Thursday, March 2, 2023

We are pleased to welcome Dr Martin Allen, Getting It Right First Time (GIRFT) clinical lead for respiratory medicine, on the Model Health System project.



Perhaps you could start by setting the scene. Why is collecting data so vital?

Data drives change. This a bold truism, but unless we know about the services we are delivering for our patients, it is difficult to improve them. 

In contrast to other major specialties where there are longstanding datasets that are completed, such as cardiology and renal medicine, respiratory has relatively few. It is important that colleagues are aware of the various data sets that now exist, and I hope this article helps to highlight current developments.

The NHS Long Term Plan for England aims to target investment in improved treatment for people with respiratory disease. We hope these new metrics will help to help increase the support available for providers in priority areas when it comes to improving patient flow.

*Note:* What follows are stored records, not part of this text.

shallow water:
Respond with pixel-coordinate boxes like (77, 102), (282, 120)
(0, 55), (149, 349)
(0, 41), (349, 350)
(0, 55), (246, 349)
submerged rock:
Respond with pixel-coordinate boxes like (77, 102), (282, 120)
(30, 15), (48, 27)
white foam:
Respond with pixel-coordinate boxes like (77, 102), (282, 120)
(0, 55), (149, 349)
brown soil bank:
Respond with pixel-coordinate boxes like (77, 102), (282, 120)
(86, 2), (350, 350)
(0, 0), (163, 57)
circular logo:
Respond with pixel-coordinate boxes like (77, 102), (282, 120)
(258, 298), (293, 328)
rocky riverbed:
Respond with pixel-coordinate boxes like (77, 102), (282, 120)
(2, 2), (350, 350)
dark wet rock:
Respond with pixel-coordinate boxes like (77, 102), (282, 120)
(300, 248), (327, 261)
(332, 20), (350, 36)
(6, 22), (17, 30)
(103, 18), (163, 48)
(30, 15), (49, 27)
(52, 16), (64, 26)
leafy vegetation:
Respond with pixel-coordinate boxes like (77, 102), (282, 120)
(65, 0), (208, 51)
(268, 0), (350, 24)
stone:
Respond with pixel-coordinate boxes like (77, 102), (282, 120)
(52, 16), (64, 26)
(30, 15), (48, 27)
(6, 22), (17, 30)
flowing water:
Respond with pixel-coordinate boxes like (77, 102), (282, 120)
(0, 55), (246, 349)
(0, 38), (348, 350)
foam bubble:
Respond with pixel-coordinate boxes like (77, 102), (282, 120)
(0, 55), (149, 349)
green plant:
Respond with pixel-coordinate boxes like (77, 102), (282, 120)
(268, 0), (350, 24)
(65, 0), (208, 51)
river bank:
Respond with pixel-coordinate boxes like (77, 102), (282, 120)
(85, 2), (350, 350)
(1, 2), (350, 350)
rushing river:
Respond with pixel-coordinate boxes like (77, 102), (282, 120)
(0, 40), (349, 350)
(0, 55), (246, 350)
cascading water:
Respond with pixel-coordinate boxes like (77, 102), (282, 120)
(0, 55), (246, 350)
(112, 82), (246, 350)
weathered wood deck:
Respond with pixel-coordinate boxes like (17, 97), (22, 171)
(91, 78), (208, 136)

What data is currently available?

The National Respiratory Audit Programme (NRAP) has developed over time to include adults and children and young people (CYP) with asthma, and pulmonary rehabilitation (PR) as well as COPD. This programme is our primary source of current information, but that is limited in part by being “hand collected” by nursing staff and entered manually, ie there is no electronic data flow. While there is good news that the audit has been re-commissioned in the form of the National Respiratory Audit Programme (NRAP) this will still collect a relatively small amount of data for what is one of the larger medical specialties.

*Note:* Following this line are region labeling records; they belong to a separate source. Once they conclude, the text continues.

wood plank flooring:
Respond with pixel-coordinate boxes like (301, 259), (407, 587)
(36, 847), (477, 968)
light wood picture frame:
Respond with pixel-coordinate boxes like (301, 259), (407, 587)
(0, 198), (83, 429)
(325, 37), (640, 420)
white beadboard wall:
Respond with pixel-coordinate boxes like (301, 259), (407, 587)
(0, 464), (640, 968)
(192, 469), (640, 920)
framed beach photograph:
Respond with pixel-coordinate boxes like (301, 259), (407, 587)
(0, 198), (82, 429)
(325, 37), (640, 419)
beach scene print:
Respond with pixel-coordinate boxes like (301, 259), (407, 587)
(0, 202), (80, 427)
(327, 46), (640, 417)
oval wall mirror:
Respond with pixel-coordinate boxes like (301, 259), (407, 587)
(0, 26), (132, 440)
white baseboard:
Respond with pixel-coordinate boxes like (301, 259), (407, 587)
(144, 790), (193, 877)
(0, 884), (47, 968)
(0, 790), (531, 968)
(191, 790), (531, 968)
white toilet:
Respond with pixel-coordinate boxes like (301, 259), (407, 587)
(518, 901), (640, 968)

Other data is available on prescribing from EPACT 2, the Atlas of Variation and Right Care information continues to be available on an annual basis. 

National registry data, in contrast to other specialties (for example the National Joint Registry) is limited to specialised services such as cystic fibrosis and asthma.  The new BTS UK ILD Registry draws together the existing UK Idiopathic Pulmonary Fibrosis (IPF) and UK Sarcoidosis Registries, and now includes all fibrosing ILDs, but more data in other respiratory disease areas is still required.

The lack of information needs to be addressed if we are to improve care, so the development of metrics as part of the Long Term Plan agenda is a welcome improvement. While this is somewhat limited at present, the ambition is to grow this over time.

The availability of GIRFT data has been a major step forward. This was based on a variety of sources, including Hospital Episode Statistics (HES), mortality data and site-specific questionnaires, which provided a snapshot of several respiratory services.

While this information was important at the time of collection to allow peer-to-peer ‘deep dives’ and the generation of the GIRFT national report for respiratory medicine, it was unfortunately only a snapshot.  In-depth audits by BTS, as well as surveys, reports recommendations from Asthma + Lung UK and other charities, are a major way of driving change, but any data collected is once again a snapshot at a one-time point and can be time-consuming to collect and analyse.

This is a really helpful summary of what has been available up to now. Where does the Model Health System fit?

It is a welcome development that there is now information based on the GIRFT data template available via the Model Health System

Over the course of several months, a dataset has been developed, which will pull information from a variety of different sources on some 70 metrics for respiratory medicine.  Depending on the data flow these will be updated on a quarterly basis, and therefore it will be possible to track changes over time as appropriate interventions take place. 

The data is available at provider level and allows a ranking within England and with similar-sized “benchmarked” Trusts.  The information is displayed both numerically and as a bar histogram.  Additionally, we have been able to import information from RightCare which gives an Integrated Care System (ICS) context to the hospital provider, such as information about vaccination rates.

Whilst this respiratory information on the Model Health System is a step forward to allow monitoring and change, it does depend on accurate information being collected.  Therefore, coding remains crucial to ensure this accuracy.  Unfortunately, the information does lack patient-related outcomes, with only surrogate data such as re-admission available as a crude marker.

How can people access the Model Health System?

The information can be accessed by logging on to the Model Health System, browsing for ‘respiratory’ under ‘acute hospital services’ and clicking on the GIRFT metrics.  

The Model Health System can be accessed by anyone who works within NHS trusts and systems, and you can register via the NHS Applications System which will verify your details before granting access.

Clicking on the respiratory icon shows some of the general financial opportunities that may exist for respiratory medicine in England. Moving to the top right, you can select your region and acute provider, and see your dataset displayed as bar charts and rankings. 

How might teams use this data?

I would recommend that this becomes a focus for discussion at local audit meetings to help inform quality improvement projects. The advantage is that colleagues can now see where their hospital sits and consider the changes that need to be made, based upon NICE, GIRFT report and BTS audits etc, to improve services for our patients.